Leur pari est double :
* attirer les militants sincères du PS qui ne supportent plus ce qu’est devenu leur parti -et il y en a dans diverses sensibilités-, en particulier ceux que le ralliement de Benoit Hamon à Aubry ne séduit pas.
*attirer tous les Français sans attaches partidaires, qui s’investissent dans les différents collectifs par exemple ou dans les luttes sociales, en tous cas qui appellent de leur vœu la création d’un parti vraiment de gauche, vraiment alternatif à la politique menée par Sarkozy. Croyez-moi, la part de marché existe ! Réussiront-ils à la mobiliser ? Et que faisons-nous par rapport à ça ? Ils sont sur un créneau qui est en partie le nôtre. Pouvons-nous participer à cette mobilisation ? Ca mérite d’être réfléchi !
La stratégie de ce nouveau parti de gauche interfère avec la nôtre. Ils veulent profiter des élections européennes pour créer un rassemblement de style « front des non », une force qui compte à gauche.
Leur stratégie est donc celle de la main tendue au PCF et à nous-mêmes, MRC. Le PCF y a répondu positivement. Il a même modifié sa déclaration politique en conséquence lors de son congrès.

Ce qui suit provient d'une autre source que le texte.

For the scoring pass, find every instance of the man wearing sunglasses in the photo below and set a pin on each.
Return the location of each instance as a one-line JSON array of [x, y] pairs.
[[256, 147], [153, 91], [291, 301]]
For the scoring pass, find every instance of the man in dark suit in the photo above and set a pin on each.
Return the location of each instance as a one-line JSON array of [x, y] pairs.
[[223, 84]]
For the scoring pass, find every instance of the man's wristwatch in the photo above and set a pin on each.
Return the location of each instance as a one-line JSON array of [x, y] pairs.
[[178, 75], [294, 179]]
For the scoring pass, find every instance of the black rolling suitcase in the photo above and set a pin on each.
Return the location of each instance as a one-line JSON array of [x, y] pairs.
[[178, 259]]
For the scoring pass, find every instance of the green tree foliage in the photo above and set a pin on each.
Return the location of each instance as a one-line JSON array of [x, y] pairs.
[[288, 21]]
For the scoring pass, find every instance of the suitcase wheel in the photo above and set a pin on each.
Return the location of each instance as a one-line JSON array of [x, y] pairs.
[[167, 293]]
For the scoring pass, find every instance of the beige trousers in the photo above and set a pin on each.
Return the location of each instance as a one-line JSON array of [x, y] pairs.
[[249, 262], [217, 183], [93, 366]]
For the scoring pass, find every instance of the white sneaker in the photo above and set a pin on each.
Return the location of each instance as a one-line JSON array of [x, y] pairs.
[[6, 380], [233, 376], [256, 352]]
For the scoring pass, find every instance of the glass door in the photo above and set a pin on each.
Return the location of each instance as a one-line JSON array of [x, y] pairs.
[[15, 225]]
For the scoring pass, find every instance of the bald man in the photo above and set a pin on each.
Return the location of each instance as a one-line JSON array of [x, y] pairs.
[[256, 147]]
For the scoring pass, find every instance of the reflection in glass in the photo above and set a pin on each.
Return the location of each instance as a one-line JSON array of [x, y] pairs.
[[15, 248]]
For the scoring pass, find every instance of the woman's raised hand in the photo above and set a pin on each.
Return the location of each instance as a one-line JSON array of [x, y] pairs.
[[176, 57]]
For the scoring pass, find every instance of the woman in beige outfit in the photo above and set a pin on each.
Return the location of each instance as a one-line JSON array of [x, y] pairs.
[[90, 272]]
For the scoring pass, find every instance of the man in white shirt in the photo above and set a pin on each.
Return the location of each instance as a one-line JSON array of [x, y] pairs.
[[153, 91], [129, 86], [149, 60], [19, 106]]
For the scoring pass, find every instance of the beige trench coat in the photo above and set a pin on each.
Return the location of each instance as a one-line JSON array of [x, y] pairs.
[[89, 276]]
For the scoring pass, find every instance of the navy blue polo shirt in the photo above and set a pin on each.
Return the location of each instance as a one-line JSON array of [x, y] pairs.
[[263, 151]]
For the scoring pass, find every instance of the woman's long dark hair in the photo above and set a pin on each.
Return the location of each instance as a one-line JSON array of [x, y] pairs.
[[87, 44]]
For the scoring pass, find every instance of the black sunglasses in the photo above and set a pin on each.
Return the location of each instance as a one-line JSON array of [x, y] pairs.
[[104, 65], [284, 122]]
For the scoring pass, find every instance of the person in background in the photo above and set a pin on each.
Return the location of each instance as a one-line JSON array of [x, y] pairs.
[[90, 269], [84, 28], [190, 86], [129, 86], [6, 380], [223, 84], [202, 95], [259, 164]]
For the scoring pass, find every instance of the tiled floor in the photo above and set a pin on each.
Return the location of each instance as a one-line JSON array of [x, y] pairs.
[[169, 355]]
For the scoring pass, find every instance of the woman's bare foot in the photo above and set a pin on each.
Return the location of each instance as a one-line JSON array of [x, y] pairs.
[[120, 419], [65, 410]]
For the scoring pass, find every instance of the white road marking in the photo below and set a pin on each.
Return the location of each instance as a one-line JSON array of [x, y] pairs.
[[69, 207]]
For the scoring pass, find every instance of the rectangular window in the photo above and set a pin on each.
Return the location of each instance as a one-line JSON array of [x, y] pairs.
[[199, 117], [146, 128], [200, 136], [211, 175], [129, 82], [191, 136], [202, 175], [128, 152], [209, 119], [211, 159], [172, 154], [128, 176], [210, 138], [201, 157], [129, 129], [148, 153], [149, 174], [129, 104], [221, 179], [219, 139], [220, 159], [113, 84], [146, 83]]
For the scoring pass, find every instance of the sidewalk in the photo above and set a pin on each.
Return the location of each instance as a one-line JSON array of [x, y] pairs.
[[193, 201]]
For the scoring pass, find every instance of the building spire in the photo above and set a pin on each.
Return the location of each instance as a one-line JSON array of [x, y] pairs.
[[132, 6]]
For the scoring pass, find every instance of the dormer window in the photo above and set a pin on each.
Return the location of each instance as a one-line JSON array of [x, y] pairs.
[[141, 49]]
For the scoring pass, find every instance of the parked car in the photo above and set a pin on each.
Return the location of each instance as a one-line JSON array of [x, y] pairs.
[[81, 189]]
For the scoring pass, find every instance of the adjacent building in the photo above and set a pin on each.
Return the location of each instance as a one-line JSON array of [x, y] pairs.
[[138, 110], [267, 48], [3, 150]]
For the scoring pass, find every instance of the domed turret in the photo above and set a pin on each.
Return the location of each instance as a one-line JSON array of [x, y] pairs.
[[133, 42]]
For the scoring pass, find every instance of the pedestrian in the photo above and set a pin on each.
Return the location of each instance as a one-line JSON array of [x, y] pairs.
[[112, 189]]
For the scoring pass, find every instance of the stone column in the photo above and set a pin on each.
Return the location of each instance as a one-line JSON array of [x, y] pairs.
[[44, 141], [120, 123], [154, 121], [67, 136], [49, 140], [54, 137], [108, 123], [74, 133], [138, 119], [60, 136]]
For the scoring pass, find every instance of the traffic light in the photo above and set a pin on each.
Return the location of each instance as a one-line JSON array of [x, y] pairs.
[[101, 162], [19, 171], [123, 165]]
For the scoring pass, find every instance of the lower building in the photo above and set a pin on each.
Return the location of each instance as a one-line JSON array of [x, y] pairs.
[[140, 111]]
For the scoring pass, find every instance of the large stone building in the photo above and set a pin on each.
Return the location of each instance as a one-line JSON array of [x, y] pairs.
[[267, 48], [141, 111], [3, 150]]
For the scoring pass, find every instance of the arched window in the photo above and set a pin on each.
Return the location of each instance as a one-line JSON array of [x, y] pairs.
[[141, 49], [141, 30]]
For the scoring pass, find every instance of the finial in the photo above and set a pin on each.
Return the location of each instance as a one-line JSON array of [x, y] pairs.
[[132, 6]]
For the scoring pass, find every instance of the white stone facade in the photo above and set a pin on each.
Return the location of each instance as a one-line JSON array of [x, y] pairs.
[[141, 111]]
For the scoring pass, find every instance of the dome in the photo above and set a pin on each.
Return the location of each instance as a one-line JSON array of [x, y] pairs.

Pour nous, je le pense, l’interrogation est réelle.
Pour un tas de raisons :
1/ les élections européennes sont pour le MRC identitaires, je ne m’attarderai pas ;
2/ le parlement européen n’a pas de poids décisionnaire sur la vie politique française et ne nous oblige donc pas à des accords « classiques » comme pour les législatives, les régionales, les municipales qui ont des conséquences immédiates en nombre d’élus. Et puis il n’est pas certain, étant donné les exigences très raisonnables du PCF – 2 élus sortants, 2 élus entrants- qu’obtenir un élu MRC dans ces conditions soit strictement irréaliste.
3/l a question de la longue marche pour la reconstruction d’un grand parti de toute la gauche semble aujourd’hui s’imposer… Alors, cette longue marche ne passe-t-elle pas par l’étape de la construction, aux côtés du PS, d’une force crédible et attractive ?
On ne peut balayer cette éventualité d’un revers de main.